C’est la course à la présidence en France – l’élection aura lieu en avril prochain et cette campagne semble de plus en plus surréaliste. Si jusqu’à récemment la plupart des données prédisaient au second tour décisif et un affrontement entre le président Macron et Marine le Pen, la situation a changé.

Depuis lors Valérie Pécresse, la candidate républicaine de centre-droit, et Eric Zemmour, un solitaire candidat sans parti, un journaliste juif d’origine algérienne ont changé les règles du jeu.

Actuellement, Pécresse a les meilleures chances de vaincre le président sortant, mais Zemmour a laissé sa marque sur toute la campagne électorale. Malgré les divergences entre les positions des candidats sur des sujets différents, il y a un sujet avec un dénominateur commun, mais pas dans le même volume : la nécessité d’imposer des restrictions à l’immigration en France afin de maintenir son caractère français.

Pour Israël, d’ailleurs, il n’y a pas grand-chose qui changera, puisque la ligne politique française vis-à-vis du Moyen-Orient est largement déterminée par le ministère français des Affaires étrangères et ses traditions. Il n’en va pas de même des Juifs de France, pour qui la candidature de Zemmour crée une situation particulière.
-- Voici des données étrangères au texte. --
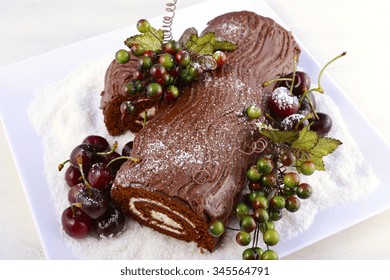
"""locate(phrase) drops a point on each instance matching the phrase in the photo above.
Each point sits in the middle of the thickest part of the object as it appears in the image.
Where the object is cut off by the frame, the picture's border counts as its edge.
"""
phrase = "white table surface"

Le slogan français officiel est bien « liberté, égalité, fraternité », mais aucun de ses mots, et en particulier, les deux derniers, n’a jamais reflété la vraie réalité. L’antisémitisme, par exemple, faisait partie de la culture et de la vie en France, commune à la Révolution française et à son ennemi juré dans l’Église catholique, et aux XIXe et XXe siècles a pris des formes politiques et économiques réactives, culminant avec le procès Dreyfus (qui a donné à Herzl l’impulsion pour l’idée sioniste).

Au cours de la Seconde Guerre mondiale, l’antisémitisme est devenu la politique et la pratique officielles du gouvernement de Vichy qui a coopéré avec les Allemands, et même dans les rangs de la « France libre » dirigée par de Gaulle, il y avait ceux dont la présence de Juifs dans son entourage était négligeable.

L’apparition du candidat juif Eric Zemmour sur la scène politique crée désormais un double problème pour les Juifs de France : d’abord, un judaïsme qui donne du grenat et des munitions à l’antisémitisme et à l’anti-israélisme de l’extrême gauche et pro-palestinienne (bien que Zemmour n’a rien à voir avec le sionisme ou Israël.) sans parler du harcèlement du philosophe juif français Alain Finkelkraut.

D’autre part, c’est précisément l’extrémisme de Zemmour qui sape l’opposition légitime dans de larges avenues de la politique et de l’opinion publique en France à la présence islamique qui s’étend dans leur pays et aux activités djihadistes de certains d’entre eux.

L’affirmation de Zemmour selon laquelle les immigrés africains, et en particulier les musulmans et les Arabes, modifient sans le savoir le caractère de la France, ses slogans tels que « ils occupent la France », etc…, sont bien absorbés dans l’esprit de larges couches du public français.

Il affirme à ses auditeurs que des quartiers entiers des villes françaises ont été « occupés » par les Arabes et autres étrangers, et que le champ de l’Islam recèle en lui les germes du meurtre et de la violence. Cependant, l’attitude des Juifs est ambivalente : ils sont conscients que la xénophobie n’est pas unilatérale et peut également être dirigée contre eux, mais ils sont également conscients que l’islam extrémiste et ses affiliés mettent en danger leur sécurité, comme cela s’est produit, entre autres, dans l’attaque d’un supermarché « hyper-kasher » et dans une série d’incidents violents contre des juifs et des institutions juives dans toute la France.

Cependant, il leur est difficile d’avaler le fait que pour approcher le public réactionnaire de droite, un Juif est prêt à réécrire l’histoire et à justifier rétrospectivement la politique pronazie et antisémite du gouvernement de Vichy dirigé par le général Petain, affirmant qu’il protégeait les Juifs français des nazis (« mais pas les Juifs qu’ils n’avaient pas la nationalité française ») et ignoraient le fait que les responsables du côté français étaient ceux qui étaient parfois à l’origine des décisions de la répression, y compris la déportation d’enfants juifs vers les camps de la mort.

D’une manière ou d’une autre, les Juifs de France sont gênés par la candidature de Zemmour. La ligne qui caractérisait autrefois une partie de la communauté juive française et de ses dirigeants, l’assimilation en Allemagne (via la Haskala), fut en effet un échec complet, dont l’aboutissement tragique fut la Seconde Guerre mondiale. Zemmour représente aujourd’hui une nouvelle assimilation juive non moins toxique que son prédécesseur.